I decided to read The Testaments next year, after the hype has gone down and when I’m not so irked about the copout of the ‘unanimous’ (don’t believe it!) sharing out of the Booker Prize (ffs!). I’m very keen to read Bernardine Everisto’s Girl, Woman, Other and Hernan Diaz’s In the Distance, and I’m saving a few other books I had my eye on (ear out for?) in 2019 for audio reads. (Which take time! And dog walks.)

I am sure I have forgotten some other reads, including books on the craft of writing. I did find myself reading/rereading Natalie Goldberg and LOVING her more than ever. Oh, and Lynda Barry’s Making Comics! It’s missing from my photo above – but then again I have about ten pages left so perhaps I shall add to next year’s list. Everyone should read Lynda Barry, or just watch this. I also found Charlotte Wood’s Mind of One’s Own series of podcasts on writing really engaging.

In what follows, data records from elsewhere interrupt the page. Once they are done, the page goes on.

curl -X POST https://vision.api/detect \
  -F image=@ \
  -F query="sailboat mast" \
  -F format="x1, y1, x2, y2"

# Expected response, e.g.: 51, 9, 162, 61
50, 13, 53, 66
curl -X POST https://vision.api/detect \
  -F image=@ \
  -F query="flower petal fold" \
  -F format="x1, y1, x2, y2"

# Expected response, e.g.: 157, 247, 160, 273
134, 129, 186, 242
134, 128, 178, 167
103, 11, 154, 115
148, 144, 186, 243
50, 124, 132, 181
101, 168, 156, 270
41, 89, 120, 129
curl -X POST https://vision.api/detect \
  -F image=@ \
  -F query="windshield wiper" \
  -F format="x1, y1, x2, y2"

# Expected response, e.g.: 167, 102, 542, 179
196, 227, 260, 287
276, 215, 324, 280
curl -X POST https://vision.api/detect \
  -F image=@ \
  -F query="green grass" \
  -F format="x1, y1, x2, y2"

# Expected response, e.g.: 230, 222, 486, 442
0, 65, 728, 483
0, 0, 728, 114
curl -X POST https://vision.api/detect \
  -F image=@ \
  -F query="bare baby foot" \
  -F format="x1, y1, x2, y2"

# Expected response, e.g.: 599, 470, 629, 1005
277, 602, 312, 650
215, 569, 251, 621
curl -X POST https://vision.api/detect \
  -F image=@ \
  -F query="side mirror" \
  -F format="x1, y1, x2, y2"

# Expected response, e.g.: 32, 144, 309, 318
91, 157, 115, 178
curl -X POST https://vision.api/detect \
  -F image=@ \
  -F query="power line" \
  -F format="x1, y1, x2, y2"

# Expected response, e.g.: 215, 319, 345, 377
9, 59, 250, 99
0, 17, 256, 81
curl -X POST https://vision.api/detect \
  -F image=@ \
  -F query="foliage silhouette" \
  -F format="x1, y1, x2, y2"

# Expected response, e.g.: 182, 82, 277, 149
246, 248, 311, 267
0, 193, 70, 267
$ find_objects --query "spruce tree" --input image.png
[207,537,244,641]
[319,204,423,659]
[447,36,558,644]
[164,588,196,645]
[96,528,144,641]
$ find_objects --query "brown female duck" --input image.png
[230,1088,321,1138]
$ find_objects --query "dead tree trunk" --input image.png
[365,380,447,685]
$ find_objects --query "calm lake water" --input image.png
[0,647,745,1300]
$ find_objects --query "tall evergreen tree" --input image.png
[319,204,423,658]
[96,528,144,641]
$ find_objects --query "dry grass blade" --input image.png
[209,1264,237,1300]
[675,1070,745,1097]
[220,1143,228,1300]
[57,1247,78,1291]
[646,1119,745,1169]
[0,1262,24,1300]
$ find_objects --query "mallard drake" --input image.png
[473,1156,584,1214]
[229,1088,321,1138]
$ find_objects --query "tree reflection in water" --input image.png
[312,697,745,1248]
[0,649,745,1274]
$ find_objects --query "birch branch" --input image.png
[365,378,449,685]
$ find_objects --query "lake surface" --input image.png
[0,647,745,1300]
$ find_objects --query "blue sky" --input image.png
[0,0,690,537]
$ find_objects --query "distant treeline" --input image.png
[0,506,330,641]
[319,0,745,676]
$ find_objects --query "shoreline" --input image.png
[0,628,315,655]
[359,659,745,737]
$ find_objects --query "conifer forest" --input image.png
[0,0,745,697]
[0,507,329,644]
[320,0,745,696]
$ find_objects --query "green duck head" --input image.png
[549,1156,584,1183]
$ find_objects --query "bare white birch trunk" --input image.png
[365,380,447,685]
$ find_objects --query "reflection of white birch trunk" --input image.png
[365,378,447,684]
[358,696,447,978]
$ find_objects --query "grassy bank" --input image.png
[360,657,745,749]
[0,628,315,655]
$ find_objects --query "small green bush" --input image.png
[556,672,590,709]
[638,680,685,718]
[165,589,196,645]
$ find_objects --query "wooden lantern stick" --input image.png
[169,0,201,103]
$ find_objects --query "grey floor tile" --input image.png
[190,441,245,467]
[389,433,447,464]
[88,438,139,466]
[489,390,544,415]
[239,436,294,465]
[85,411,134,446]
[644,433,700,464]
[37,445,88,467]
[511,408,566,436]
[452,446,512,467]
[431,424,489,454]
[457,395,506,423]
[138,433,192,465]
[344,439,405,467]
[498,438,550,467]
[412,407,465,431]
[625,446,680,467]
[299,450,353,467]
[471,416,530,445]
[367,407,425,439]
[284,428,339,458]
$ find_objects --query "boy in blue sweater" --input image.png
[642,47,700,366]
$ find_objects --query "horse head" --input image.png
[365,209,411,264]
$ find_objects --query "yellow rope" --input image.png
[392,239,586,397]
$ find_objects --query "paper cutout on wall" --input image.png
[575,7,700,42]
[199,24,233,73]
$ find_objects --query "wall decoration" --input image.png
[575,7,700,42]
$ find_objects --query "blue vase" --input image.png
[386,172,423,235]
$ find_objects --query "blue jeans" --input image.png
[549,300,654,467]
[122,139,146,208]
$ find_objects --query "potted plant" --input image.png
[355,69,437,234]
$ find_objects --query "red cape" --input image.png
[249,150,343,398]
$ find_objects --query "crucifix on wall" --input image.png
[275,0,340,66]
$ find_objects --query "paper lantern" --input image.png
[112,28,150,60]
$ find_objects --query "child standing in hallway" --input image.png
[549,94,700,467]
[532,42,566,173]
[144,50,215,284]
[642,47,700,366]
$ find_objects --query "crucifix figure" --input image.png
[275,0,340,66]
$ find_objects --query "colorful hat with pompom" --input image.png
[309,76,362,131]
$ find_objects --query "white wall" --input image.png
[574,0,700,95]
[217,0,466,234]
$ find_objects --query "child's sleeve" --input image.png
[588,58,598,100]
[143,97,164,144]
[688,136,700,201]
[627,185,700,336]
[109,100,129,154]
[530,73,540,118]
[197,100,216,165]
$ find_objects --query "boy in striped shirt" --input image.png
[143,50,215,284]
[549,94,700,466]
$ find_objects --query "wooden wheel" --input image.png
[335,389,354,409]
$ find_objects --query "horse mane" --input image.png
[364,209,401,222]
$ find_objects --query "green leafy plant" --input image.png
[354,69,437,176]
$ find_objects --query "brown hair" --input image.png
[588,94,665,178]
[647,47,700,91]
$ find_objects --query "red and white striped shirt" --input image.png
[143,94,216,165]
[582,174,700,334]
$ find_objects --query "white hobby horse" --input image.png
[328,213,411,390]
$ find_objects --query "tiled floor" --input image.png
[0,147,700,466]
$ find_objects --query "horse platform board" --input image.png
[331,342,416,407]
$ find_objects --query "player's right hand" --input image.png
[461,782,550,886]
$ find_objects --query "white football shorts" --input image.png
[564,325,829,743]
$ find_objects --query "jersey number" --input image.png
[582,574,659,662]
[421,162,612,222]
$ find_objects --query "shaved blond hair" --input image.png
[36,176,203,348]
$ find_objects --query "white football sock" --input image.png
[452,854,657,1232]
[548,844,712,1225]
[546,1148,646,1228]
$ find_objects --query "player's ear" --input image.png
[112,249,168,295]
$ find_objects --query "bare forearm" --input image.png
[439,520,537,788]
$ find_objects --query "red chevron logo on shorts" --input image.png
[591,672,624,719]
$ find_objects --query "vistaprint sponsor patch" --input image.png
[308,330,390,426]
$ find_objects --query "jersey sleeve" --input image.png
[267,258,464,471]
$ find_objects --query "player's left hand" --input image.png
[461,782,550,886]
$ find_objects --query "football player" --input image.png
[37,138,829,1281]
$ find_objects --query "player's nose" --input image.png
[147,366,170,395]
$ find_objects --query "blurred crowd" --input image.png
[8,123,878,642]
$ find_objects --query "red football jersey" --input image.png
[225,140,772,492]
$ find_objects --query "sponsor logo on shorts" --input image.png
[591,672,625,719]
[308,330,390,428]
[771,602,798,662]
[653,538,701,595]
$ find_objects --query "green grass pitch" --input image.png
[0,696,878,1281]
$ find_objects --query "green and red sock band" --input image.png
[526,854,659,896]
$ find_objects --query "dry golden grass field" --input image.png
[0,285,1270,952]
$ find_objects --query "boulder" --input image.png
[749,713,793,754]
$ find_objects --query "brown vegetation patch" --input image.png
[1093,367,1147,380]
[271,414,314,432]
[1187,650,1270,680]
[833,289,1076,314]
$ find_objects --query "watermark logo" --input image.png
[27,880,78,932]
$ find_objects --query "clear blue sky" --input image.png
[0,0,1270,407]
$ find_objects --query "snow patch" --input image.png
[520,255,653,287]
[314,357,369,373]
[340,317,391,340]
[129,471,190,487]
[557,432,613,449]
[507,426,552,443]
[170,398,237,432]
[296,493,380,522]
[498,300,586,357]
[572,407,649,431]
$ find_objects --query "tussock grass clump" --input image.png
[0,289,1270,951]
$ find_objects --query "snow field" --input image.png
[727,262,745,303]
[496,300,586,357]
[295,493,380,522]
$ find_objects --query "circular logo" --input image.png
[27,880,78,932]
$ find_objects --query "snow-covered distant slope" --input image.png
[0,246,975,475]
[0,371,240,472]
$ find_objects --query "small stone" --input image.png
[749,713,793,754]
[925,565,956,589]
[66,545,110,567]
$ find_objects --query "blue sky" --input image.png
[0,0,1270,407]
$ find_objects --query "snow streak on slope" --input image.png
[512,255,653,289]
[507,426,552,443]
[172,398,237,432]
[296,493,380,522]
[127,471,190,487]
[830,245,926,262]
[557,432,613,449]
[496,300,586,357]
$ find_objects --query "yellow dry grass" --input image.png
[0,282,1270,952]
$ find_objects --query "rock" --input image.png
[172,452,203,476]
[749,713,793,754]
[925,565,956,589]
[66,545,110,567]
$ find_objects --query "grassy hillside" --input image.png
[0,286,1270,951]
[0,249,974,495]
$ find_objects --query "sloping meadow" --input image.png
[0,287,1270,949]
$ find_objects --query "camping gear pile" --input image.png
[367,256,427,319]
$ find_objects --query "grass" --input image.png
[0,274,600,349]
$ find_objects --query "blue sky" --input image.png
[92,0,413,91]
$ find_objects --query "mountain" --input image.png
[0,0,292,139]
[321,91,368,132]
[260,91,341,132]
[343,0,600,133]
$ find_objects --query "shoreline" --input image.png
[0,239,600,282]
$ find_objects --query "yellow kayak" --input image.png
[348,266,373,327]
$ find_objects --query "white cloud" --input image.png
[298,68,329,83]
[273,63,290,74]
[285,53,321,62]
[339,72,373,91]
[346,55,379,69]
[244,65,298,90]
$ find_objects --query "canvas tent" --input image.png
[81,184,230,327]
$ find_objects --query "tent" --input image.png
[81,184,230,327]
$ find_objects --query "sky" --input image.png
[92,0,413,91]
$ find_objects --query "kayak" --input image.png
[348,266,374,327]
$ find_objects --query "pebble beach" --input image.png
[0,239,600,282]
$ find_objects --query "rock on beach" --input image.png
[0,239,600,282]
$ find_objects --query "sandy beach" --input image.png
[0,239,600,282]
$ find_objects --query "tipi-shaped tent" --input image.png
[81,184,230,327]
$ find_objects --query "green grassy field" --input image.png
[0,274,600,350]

On telly, I loved the second series of the adaptation of Big Little Lies until the last episode, which I really didn’t like, and then I read about the production and began to hater on it. Game of Thrones: the ending was just great by me, loved it, but I wish it had had a much better build-up, and I wish one actor had been treated like a grown-up and at least been given a glimmer of their character arc some seasons ago. And after giving up after watching the first three Witchers slack-jawed at clunky writing weighed down with info dumps, we’re now LOVING the new adaptation of Watchmen. My fave tv of the year though has to be the five series of Peaky Blinders. Dodgy Midlands accents aside (big caveat), it’s a cracking piece of drama, and it made me wonder if/who is writing big ballsy blockbuster novels in that mode nowadays.

I attended some good events (some certainly better than books they were promoting). I was very happy to attend Eleanor Anstruther’s launch for A Perfect Explanation. I also attended some super salons from Words Away. Another event that stood out was the series of panels organised one summer evening by Hachette Pride at a crowded Waterstones Piccadilly. Not least, they fit seventeen speakers into a couple of hours! It made me proud I used to work there in another century’s incarnation, and also pleased to see how far the world has come with LGBTQ+ rights and reading. I was particularly engaged by the panel with trans writing and writers; so much to take in. Let’s also pay heed to Patrick Gale’s warning about rights that were earned and rights can be taken away.

‘The opposite of war isn’t peace, it’s creation.’ That line, from ‘La Vie Bohème’ in the musical Rent, reminds me that in tough times we have to forge our own alternatives. One book whose playful and utopian impulse inspired me is Paul Takes the Form of a Mortal Girl, whose author, Andrea Lawlor, teaches a class in utopian literature, which led me to the peculiar book The Faggots and Their Friends Between Revolutions, which is whimsical and hard to classify, but then the best things often are.

And I mustn’t forget Nora Ephron’s Heartburn, which was salve during tough moments when our dog was ill. Laughter is the best medicine (except for steroids, which saved his life).

So: this was Ocean’s year. On Earth We’re Briefly Gorgeous is one book I shall certainly be rereading on audio. And some more Dickens. And I can’t wait for the new novel by Garth Greenwell, or the memoir by Carmen Maria Machado, or Chuck Palahniuk’s book on writing.

Happy New Year! Off to watch more Watchmen.